Nuestro querido maestro Gustavo y su esposa Gladys en la actualidad. |
Cada vez que oímos o mencionamos la palabra pandemia, pensamos de inmediato en el Covid, la gripe española o (en el caso de los lectores de Camus) la peste. Pero hay otro virus, igual de peligroso, que ha contagiado a casi todo el planeta y para el que no parece que encontraremos antídoto: la ñoñería.
No es mortal. Pero ha inutilizado a generaciones enteras que, ante la más mínima adversidad, se hunden. Cualquier regaño les puede generar un trauma (que luego sacarán en cara por el resto de sus vidas). La pregunta más inocente les resulta ofensiva o una invasión de su espacio privado.
Por eso, de vez en cuando, le recuerdo a María cómo era el mundo en mi época. Le hablo de los métodos de enseñanza de mi abuela Atlántida y de mis maestros Yayita y Gustavo. Al oírme, se pone roja o palidece. Como vivía en una estación de trenes, rodeado de vías férreas, tenía prohibido ir más allá del andén.
Un día Atlántida me sorprendió conversando con el Chiqui del otro lado de la línea principal. Estábamos sentados en uno de los carriles del apartadero y mirábamos hacia arriba. No buscábamos astros o constelaciones sino algún mango maduro en las matas del patio de Mercedita.

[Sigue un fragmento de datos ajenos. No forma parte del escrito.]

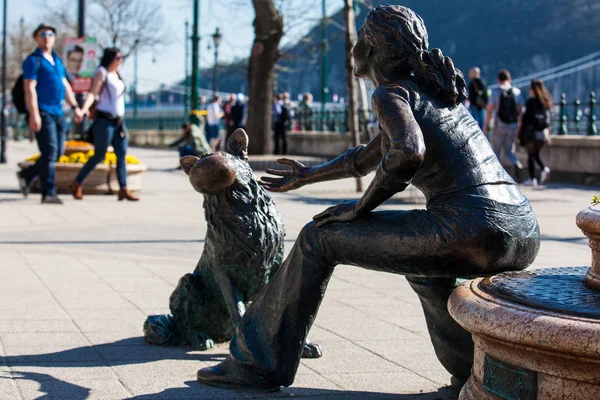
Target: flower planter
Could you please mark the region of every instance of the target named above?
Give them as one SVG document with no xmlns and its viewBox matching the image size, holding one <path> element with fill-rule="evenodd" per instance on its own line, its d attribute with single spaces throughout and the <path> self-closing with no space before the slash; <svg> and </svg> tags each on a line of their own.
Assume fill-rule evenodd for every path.
<svg viewBox="0 0 600 400">
<path fill-rule="evenodd" d="M 32 165 L 24 161 L 18 165 L 21 169 Z M 68 187 L 75 180 L 84 164 L 56 163 L 56 190 L 58 193 L 68 193 Z M 127 188 L 133 192 L 142 190 L 142 173 L 148 168 L 144 164 L 127 164 Z M 32 185 L 33 192 L 40 191 L 39 180 Z M 119 191 L 119 182 L 115 166 L 98 164 L 83 184 L 84 194 L 110 194 Z"/>
<path fill-rule="evenodd" d="M 67 146 L 65 147 L 65 152 L 64 155 L 65 156 L 70 156 L 71 154 L 75 154 L 75 153 L 84 153 L 86 154 L 88 151 L 90 150 L 94 150 L 94 146 L 93 145 L 88 145 L 88 146 Z M 112 146 L 108 146 L 108 149 L 106 150 L 107 153 L 111 153 L 113 152 L 113 147 Z"/>
<path fill-rule="evenodd" d="M 460 400 L 600 399 L 600 210 L 577 215 L 592 266 L 508 272 L 465 282 L 450 315 L 473 335 Z"/>
</svg>

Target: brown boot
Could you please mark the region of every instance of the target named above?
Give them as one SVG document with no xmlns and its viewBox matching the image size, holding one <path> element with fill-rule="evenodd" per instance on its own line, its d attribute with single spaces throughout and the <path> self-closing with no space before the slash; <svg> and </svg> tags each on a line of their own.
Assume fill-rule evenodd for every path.
<svg viewBox="0 0 600 400">
<path fill-rule="evenodd" d="M 73 181 L 69 185 L 69 193 L 71 193 L 76 200 L 83 199 L 83 189 L 81 188 L 80 183 Z"/>
<path fill-rule="evenodd" d="M 119 201 L 121 201 L 123 199 L 127 199 L 129 201 L 138 201 L 140 198 L 137 196 L 134 196 L 133 193 L 131 193 L 129 190 L 127 190 L 126 187 L 123 187 L 123 188 L 121 188 L 121 190 L 119 190 Z"/>
</svg>

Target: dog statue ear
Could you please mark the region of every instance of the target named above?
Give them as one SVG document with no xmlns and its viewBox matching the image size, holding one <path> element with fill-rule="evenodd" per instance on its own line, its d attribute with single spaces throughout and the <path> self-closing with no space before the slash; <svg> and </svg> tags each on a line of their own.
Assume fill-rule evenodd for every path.
<svg viewBox="0 0 600 400">
<path fill-rule="evenodd" d="M 242 160 L 248 159 L 248 135 L 242 128 L 236 129 L 227 141 L 227 151 Z"/>
<path fill-rule="evenodd" d="M 198 162 L 198 160 L 199 160 L 199 158 L 196 156 L 181 157 L 179 159 L 179 165 L 181 165 L 181 169 L 183 170 L 183 172 L 185 172 L 187 175 L 189 175 L 190 170 L 192 169 L 194 164 L 196 164 L 196 162 Z"/>
</svg>

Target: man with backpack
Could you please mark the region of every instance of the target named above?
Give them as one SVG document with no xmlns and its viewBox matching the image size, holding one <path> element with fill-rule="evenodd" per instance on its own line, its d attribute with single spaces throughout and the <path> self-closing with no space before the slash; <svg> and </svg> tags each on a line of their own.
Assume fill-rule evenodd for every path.
<svg viewBox="0 0 600 400">
<path fill-rule="evenodd" d="M 17 178 L 21 192 L 27 196 L 33 178 L 39 175 L 42 204 L 62 204 L 56 195 L 54 163 L 60 149 L 64 149 L 63 101 L 66 99 L 73 108 L 75 122 L 81 122 L 83 114 L 67 81 L 63 62 L 53 50 L 56 29 L 42 23 L 33 32 L 33 38 L 37 49 L 23 61 L 23 75 L 13 88 L 13 102 L 20 113 L 27 115 L 41 155 L 34 165 L 18 172 Z"/>
<path fill-rule="evenodd" d="M 469 70 L 469 112 L 477 121 L 479 128 L 483 129 L 485 110 L 488 103 L 488 92 L 485 81 L 481 78 L 481 70 L 473 67 Z"/>
<path fill-rule="evenodd" d="M 523 97 L 519 88 L 511 85 L 510 72 L 503 69 L 498 73 L 498 88 L 492 90 L 483 133 L 487 134 L 488 124 L 494 115 L 494 128 L 491 143 L 498 160 L 502 162 L 502 154 L 515 168 L 515 175 L 523 167 L 515 154 L 515 136 L 519 130 L 519 123 L 523 115 Z"/>
</svg>

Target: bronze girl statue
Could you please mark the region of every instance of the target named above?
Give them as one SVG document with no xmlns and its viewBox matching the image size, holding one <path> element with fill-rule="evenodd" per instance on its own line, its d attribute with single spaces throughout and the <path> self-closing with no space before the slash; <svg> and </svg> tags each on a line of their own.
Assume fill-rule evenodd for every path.
<svg viewBox="0 0 600 400">
<path fill-rule="evenodd" d="M 357 201 L 330 207 L 300 232 L 271 283 L 247 310 L 221 364 L 200 382 L 277 390 L 294 381 L 302 347 L 338 264 L 405 275 L 418 294 L 435 352 L 459 381 L 470 375 L 473 342 L 448 314 L 457 278 L 521 270 L 539 249 L 527 199 L 504 171 L 477 122 L 461 105 L 465 80 L 439 49 L 428 49 L 423 20 L 408 8 L 373 9 L 353 50 L 355 75 L 377 89 L 379 134 L 329 163 L 269 170 L 268 190 L 364 176 Z M 426 210 L 374 211 L 409 184 Z"/>
</svg>

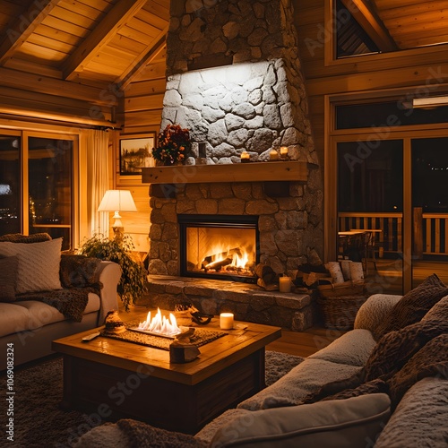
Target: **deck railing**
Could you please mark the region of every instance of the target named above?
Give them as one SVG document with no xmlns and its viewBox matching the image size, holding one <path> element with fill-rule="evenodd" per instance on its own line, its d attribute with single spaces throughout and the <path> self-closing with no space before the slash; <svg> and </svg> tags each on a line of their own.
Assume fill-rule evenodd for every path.
<svg viewBox="0 0 448 448">
<path fill-rule="evenodd" d="M 384 252 L 402 252 L 402 213 L 350 212 L 339 214 L 340 231 L 353 228 L 378 229 L 375 244 Z"/>
<path fill-rule="evenodd" d="M 414 254 L 448 255 L 448 213 L 414 214 Z M 340 231 L 376 228 L 376 246 L 402 252 L 402 213 L 340 213 Z"/>
</svg>

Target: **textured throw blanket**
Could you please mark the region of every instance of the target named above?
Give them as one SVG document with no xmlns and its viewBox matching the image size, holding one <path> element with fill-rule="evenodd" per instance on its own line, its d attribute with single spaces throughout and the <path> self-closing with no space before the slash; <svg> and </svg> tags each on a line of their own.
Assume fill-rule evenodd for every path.
<svg viewBox="0 0 448 448">
<path fill-rule="evenodd" d="M 16 296 L 16 300 L 37 300 L 54 306 L 67 319 L 81 322 L 89 301 L 89 293 L 99 295 L 101 283 L 96 281 L 99 258 L 85 255 L 61 256 L 60 279 L 63 289 L 37 291 Z"/>
<path fill-rule="evenodd" d="M 122 419 L 116 426 L 126 435 L 128 448 L 204 448 L 207 444 L 183 433 L 166 431 L 145 423 Z"/>
<path fill-rule="evenodd" d="M 54 306 L 67 319 L 81 322 L 89 301 L 89 293 L 99 294 L 99 288 L 88 287 L 82 289 L 55 289 L 53 291 L 39 291 L 16 296 L 17 301 L 37 300 Z"/>
<path fill-rule="evenodd" d="M 385 334 L 359 373 L 324 384 L 304 403 L 384 392 L 394 409 L 406 391 L 426 376 L 448 378 L 448 322 L 426 320 Z"/>
</svg>

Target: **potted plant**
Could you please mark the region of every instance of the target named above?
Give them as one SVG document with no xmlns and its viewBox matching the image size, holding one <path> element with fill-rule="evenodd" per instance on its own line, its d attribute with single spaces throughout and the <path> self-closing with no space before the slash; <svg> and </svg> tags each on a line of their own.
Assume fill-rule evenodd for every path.
<svg viewBox="0 0 448 448">
<path fill-rule="evenodd" d="M 152 157 L 163 165 L 184 163 L 192 148 L 190 132 L 179 125 L 167 125 L 159 134 Z"/>
<path fill-rule="evenodd" d="M 147 291 L 148 272 L 142 262 L 133 258 L 133 250 L 135 247 L 129 235 L 113 240 L 101 235 L 94 235 L 79 250 L 82 254 L 115 262 L 120 265 L 122 274 L 117 292 L 126 311 L 131 304 L 135 304 Z"/>
</svg>

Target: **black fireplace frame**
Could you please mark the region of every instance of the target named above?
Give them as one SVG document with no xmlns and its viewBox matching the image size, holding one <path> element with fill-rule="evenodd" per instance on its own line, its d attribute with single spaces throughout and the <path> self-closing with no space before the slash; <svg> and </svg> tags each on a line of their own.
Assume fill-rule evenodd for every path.
<svg viewBox="0 0 448 448">
<path fill-rule="evenodd" d="M 255 265 L 260 263 L 260 232 L 258 215 L 194 215 L 178 214 L 179 224 L 179 270 L 182 277 L 214 279 L 242 283 L 256 283 L 256 276 L 192 272 L 186 269 L 186 228 L 188 227 L 254 228 L 255 230 Z"/>
</svg>

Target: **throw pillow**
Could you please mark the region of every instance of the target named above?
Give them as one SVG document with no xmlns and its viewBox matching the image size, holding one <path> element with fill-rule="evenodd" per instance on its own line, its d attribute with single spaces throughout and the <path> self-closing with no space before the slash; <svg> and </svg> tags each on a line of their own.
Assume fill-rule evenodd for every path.
<svg viewBox="0 0 448 448">
<path fill-rule="evenodd" d="M 61 255 L 61 284 L 63 288 L 86 288 L 96 280 L 99 258 L 85 255 Z"/>
<path fill-rule="evenodd" d="M 422 318 L 427 320 L 448 321 L 448 296 L 442 297 Z"/>
<path fill-rule="evenodd" d="M 448 295 L 448 287 L 432 274 L 417 288 L 410 290 L 393 306 L 383 323 L 376 329 L 375 338 L 415 323 L 435 305 L 444 296 Z"/>
<path fill-rule="evenodd" d="M 448 372 L 448 334 L 439 334 L 425 344 L 390 380 L 392 409 L 406 391 L 427 376 L 444 376 Z"/>
<path fill-rule="evenodd" d="M 219 429 L 210 446 L 365 448 L 389 416 L 385 393 L 254 410 Z"/>
<path fill-rule="evenodd" d="M 364 379 L 391 378 L 425 344 L 447 332 L 448 321 L 428 319 L 384 334 L 363 367 Z"/>
<path fill-rule="evenodd" d="M 22 233 L 8 233 L 0 237 L 0 241 L 9 241 L 10 243 L 41 243 L 49 241 L 51 237 L 47 233 L 34 233 L 32 235 L 22 235 Z"/>
<path fill-rule="evenodd" d="M 41 243 L 0 243 L 0 256 L 17 255 L 16 293 L 61 289 L 62 238 Z"/>
<path fill-rule="evenodd" d="M 16 256 L 0 258 L 0 302 L 15 300 L 15 286 L 19 259 Z"/>
</svg>

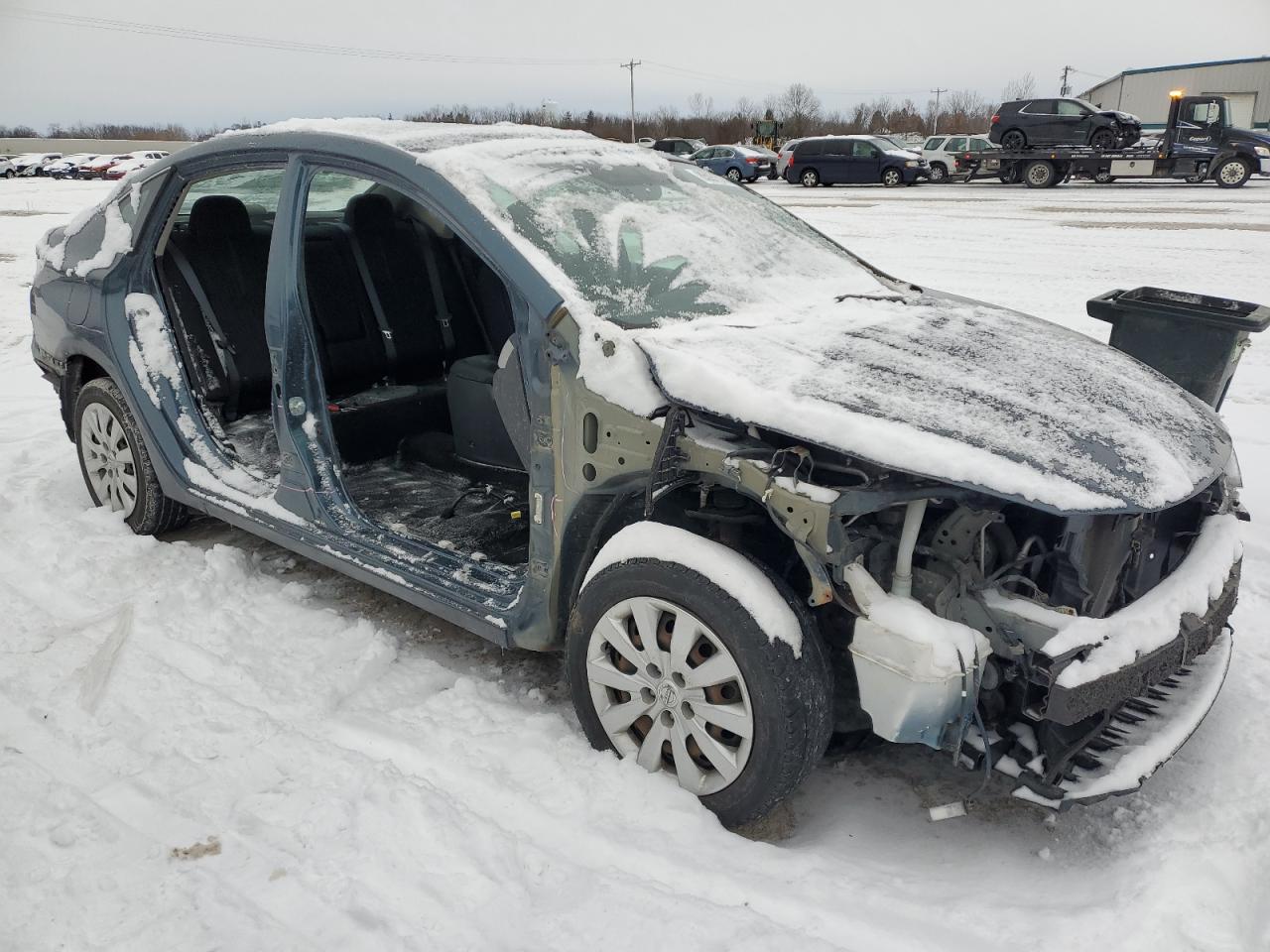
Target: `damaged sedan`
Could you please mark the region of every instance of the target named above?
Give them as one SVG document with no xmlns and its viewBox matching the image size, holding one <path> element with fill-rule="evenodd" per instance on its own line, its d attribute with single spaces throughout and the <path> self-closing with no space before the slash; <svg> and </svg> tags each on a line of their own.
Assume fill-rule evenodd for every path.
<svg viewBox="0 0 1270 952">
<path fill-rule="evenodd" d="M 1246 514 L 1215 407 L 1265 308 L 1118 292 L 1105 347 L 518 126 L 225 135 L 38 255 L 34 358 L 97 505 L 561 651 L 592 744 L 728 825 L 833 734 L 1050 809 L 1125 793 L 1226 675 Z"/>
</svg>

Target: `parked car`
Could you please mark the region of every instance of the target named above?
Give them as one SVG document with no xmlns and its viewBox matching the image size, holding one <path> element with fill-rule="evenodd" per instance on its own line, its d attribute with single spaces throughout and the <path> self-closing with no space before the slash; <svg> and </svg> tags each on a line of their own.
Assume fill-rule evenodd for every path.
<svg viewBox="0 0 1270 952">
<path fill-rule="evenodd" d="M 102 173 L 102 178 L 109 180 L 122 179 L 124 175 L 131 175 L 137 169 L 145 169 L 147 165 L 152 165 L 168 155 L 170 155 L 170 152 L 132 152 L 127 159 L 112 162 L 105 171 Z"/>
<path fill-rule="evenodd" d="M 591 741 L 725 824 L 834 730 L 1054 809 L 1123 793 L 1224 677 L 1209 406 L 688 162 L 290 122 L 140 170 L 37 256 L 32 352 L 94 504 L 563 651 Z"/>
<path fill-rule="evenodd" d="M 1016 99 L 1001 104 L 988 138 L 1007 152 L 1033 146 L 1124 149 L 1142 138 L 1142 121 L 1083 99 Z"/>
<path fill-rule="evenodd" d="M 706 146 L 688 157 L 729 182 L 753 182 L 772 171 L 772 160 L 767 155 L 766 149 L 761 151 L 751 146 Z"/>
<path fill-rule="evenodd" d="M 61 152 L 27 152 L 13 160 L 13 170 L 15 175 L 43 175 L 44 165 L 61 157 Z"/>
<path fill-rule="evenodd" d="M 658 152 L 669 152 L 687 159 L 693 152 L 700 152 L 706 143 L 700 138 L 659 138 L 653 143 Z"/>
<path fill-rule="evenodd" d="M 876 136 L 827 136 L 808 138 L 794 149 L 785 168 L 785 180 L 806 188 L 837 184 L 913 185 L 930 174 L 916 152 L 895 149 Z"/>
<path fill-rule="evenodd" d="M 76 152 L 64 159 L 56 159 L 44 166 L 44 175 L 55 179 L 79 178 L 79 168 L 97 159 L 97 152 Z"/>
<path fill-rule="evenodd" d="M 132 159 L 132 152 L 122 152 L 119 155 L 99 155 L 97 159 L 90 159 L 86 162 L 81 162 L 79 166 L 79 176 L 81 179 L 99 179 L 105 175 L 105 170 L 109 169 L 116 162 L 124 162 Z"/>
<path fill-rule="evenodd" d="M 798 147 L 799 142 L 804 142 L 803 138 L 791 138 L 784 142 L 780 151 L 776 154 L 776 175 L 777 178 L 785 178 L 785 170 L 790 165 L 790 159 L 794 157 L 794 150 Z"/>
<path fill-rule="evenodd" d="M 931 166 L 931 182 L 946 182 L 952 175 L 969 175 L 970 170 L 963 168 L 961 157 L 966 152 L 987 152 L 996 149 L 987 136 L 931 136 L 922 146 L 922 159 Z M 972 156 L 978 157 L 978 156 Z M 975 165 L 982 174 L 996 174 L 984 165 Z"/>
</svg>

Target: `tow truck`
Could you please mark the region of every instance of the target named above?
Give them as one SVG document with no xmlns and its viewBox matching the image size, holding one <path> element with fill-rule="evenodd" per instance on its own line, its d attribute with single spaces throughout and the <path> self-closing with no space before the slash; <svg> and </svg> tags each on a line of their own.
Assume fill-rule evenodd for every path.
<svg viewBox="0 0 1270 952">
<path fill-rule="evenodd" d="M 1222 188 L 1240 188 L 1252 175 L 1270 175 L 1270 143 L 1247 129 L 1231 126 L 1226 96 L 1168 94 L 1168 123 L 1158 138 L 1125 149 L 1049 146 L 1017 151 L 966 152 L 959 166 L 970 178 L 979 166 L 1006 184 L 1049 188 L 1071 178 L 1097 183 L 1116 179 L 1213 179 Z"/>
</svg>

Por eso no vimos venir el peligro. El chancletazo fue tan duro, que estuve semanas con un tatuaje en la nalga: “Empresa Consolidada del Calzado/ 24/ Hecho en Cuba”. Del otro lado de la cerca, Barbarita esperó al Chiqui con un cuje. Oí los latigazos de lejos, sonaban como los del Zorro.
El maestro Gustavo prefería usar los nudos de sus larguísimos dedos. Daba unos cocotazos que nos sacaban la cabeza de nuestro centro de gravedad. Para faltas más graves, tenía el borrador. Tito Migollo era su blanco preferido. Era mucho mayor que nosotros y solía quedarse dormido.
Con un gesto, el maestro nos ordenaba bajar las cabezas. El borrador pasaba sobre nosotros como un misil, dejando una larga estela de polvo de tiza. Si Tito gritaba “¡Aaayyy!”, quería decir que el disparo había acertado. Pero el castigo al que más le temíamos eran las líneas de la maestra Yayita.
Era preferible recibir un cocotazo o exponerse a los disparos del borrador que pasarse toda una tarde escribiendo cien, quinientas o mil veces la misma oración: “debo llegar puntual al matutino”, “no debo hablar en clases”, “debo hacer todas las tareas todos los días”, “debo usar el uniforme correctamente” …
Nunca hubo que llevarnos al sicólogo, ni siquiera a Tito Migollo. Que yo sepa, ninguno de nosotros sufrió trauma alguno. Todos acabamos siendo hombres y mujeres de bien, como se decía entonces. Por muchas razones vivo feliz de haber nacido en 1967 y de la vida que me tocó vivir.
Ser inmune a la ñoñería es una de ellas.